Yesterday (Sunday) my boyfriend and I decided to take advantage of the beautiful weather -55ish and sunny as can be- so we hopped into the trusty ol' Metro and headed north on Highway 1. Hugging the road's constant curves, we wound our way along the Pacific coast, through northern Marin county and into Sonoma. A few hours later, we arrived at Black Point Beach State Park - our arbitrarily-chosen turnaround spot just a few miles from the Sonoma-Mendocino border.
Signs in the parking lot warned that this is "one of the deadliest beaches in California" and, with numerous detailed diagrams, showed why.
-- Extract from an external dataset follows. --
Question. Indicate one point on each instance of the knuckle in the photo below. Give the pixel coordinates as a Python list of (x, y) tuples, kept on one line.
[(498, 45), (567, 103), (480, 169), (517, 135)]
The crumbling cliffs -pictured below- make climbing, cliff-base hiking, or over-edge peering risky propositions at best.
I don't recall seeing any warning about sharks, which is odd because northern California is unbelievably sharky. This giant rock resembling a dorsal fin juts from the ultra-heavy-vibed waters at the mouth of the Russian River - a notoriously sharky surf spot in a county that essentially comprises one giant sharky surf spot.
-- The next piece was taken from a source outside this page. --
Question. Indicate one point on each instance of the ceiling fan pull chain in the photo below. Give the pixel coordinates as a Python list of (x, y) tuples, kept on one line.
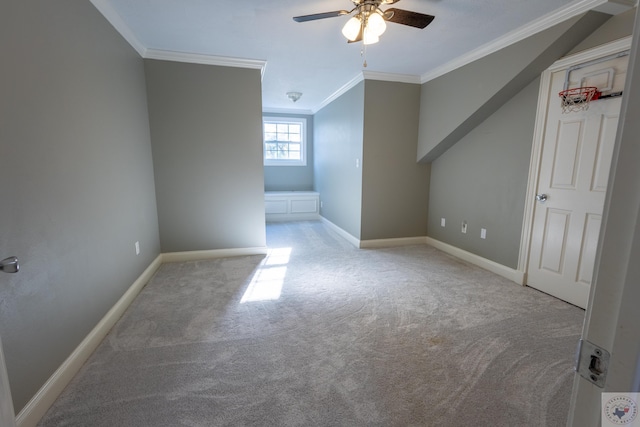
[(363, 53)]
So, to recap: five safety tips from the self-proclaimed deadliest beach in California:
1.Stay back from the edge of cliffs, because even if they look stable from on top where they're matted reassuringly with grass or what have you, from the base they may reveal their true natures as giant choss piles of death.
2. Never turn your back on the ocean. I have a good friend who got slammed by a freak wave while hiking on a coastal trail. When she regained consciousness, she needed over a hundred stitches in her face to repair the damage. Now she's got hella cool scars, but still - that's no fun. So watch your back.
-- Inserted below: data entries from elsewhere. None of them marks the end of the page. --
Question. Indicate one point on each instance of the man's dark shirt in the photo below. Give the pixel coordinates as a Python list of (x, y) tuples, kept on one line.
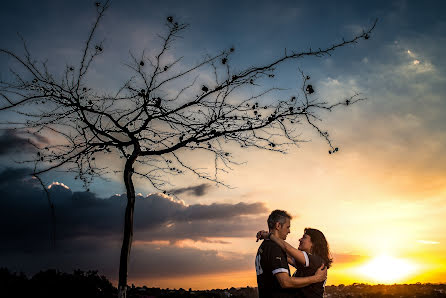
[(313, 263), (271, 259)]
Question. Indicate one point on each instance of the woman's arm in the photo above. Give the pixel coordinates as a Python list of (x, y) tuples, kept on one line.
[(298, 255), (287, 281)]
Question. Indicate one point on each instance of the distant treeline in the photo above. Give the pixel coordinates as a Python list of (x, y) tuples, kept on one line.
[(53, 283)]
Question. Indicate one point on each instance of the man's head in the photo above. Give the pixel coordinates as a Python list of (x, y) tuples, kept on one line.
[(279, 223)]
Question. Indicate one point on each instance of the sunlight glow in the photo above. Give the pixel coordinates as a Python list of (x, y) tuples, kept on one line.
[(387, 269)]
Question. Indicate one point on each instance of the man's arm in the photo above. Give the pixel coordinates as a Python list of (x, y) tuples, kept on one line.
[(287, 281), (291, 251)]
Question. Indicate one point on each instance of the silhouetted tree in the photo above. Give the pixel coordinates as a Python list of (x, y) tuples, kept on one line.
[(149, 125)]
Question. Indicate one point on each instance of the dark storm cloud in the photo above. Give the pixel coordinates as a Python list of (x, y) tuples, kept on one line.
[(89, 230), (13, 142), (198, 190)]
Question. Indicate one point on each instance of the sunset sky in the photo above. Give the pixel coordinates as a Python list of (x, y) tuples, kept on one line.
[(380, 200)]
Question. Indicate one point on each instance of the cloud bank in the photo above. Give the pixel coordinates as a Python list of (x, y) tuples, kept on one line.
[(89, 230)]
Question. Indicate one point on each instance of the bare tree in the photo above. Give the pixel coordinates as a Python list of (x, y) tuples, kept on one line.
[(158, 114)]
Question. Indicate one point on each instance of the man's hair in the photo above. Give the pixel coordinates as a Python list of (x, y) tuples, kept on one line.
[(277, 216)]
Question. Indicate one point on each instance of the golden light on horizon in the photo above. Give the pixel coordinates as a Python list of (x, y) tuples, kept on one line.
[(387, 269)]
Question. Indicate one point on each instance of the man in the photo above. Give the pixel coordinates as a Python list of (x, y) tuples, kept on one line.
[(273, 273)]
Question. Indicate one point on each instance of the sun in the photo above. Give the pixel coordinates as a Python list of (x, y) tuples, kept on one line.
[(387, 269)]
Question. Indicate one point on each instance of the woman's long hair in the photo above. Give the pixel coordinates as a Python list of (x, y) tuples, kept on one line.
[(320, 245)]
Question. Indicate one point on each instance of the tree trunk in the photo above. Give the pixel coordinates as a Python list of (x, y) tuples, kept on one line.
[(128, 227)]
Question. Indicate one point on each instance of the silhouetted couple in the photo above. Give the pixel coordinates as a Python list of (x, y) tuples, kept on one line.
[(311, 260)]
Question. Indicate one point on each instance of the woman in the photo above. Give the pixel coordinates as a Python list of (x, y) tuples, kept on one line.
[(313, 251)]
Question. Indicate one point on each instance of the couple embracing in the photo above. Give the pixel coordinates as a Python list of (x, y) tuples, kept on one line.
[(311, 260)]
3. Don't swim with open wounds. It would sting like mad. Also, sharks can smell a drop of blood five miiles away
4. If caught in a riptide, swim across it. I got caught in a swift river current once and tried to swim against it. Didn't work. I ended up swimming through some pretty decent rapids.
5. Bring water. Dehydration is a hazard whether you're on a Tahitian beach or an Andean glacier.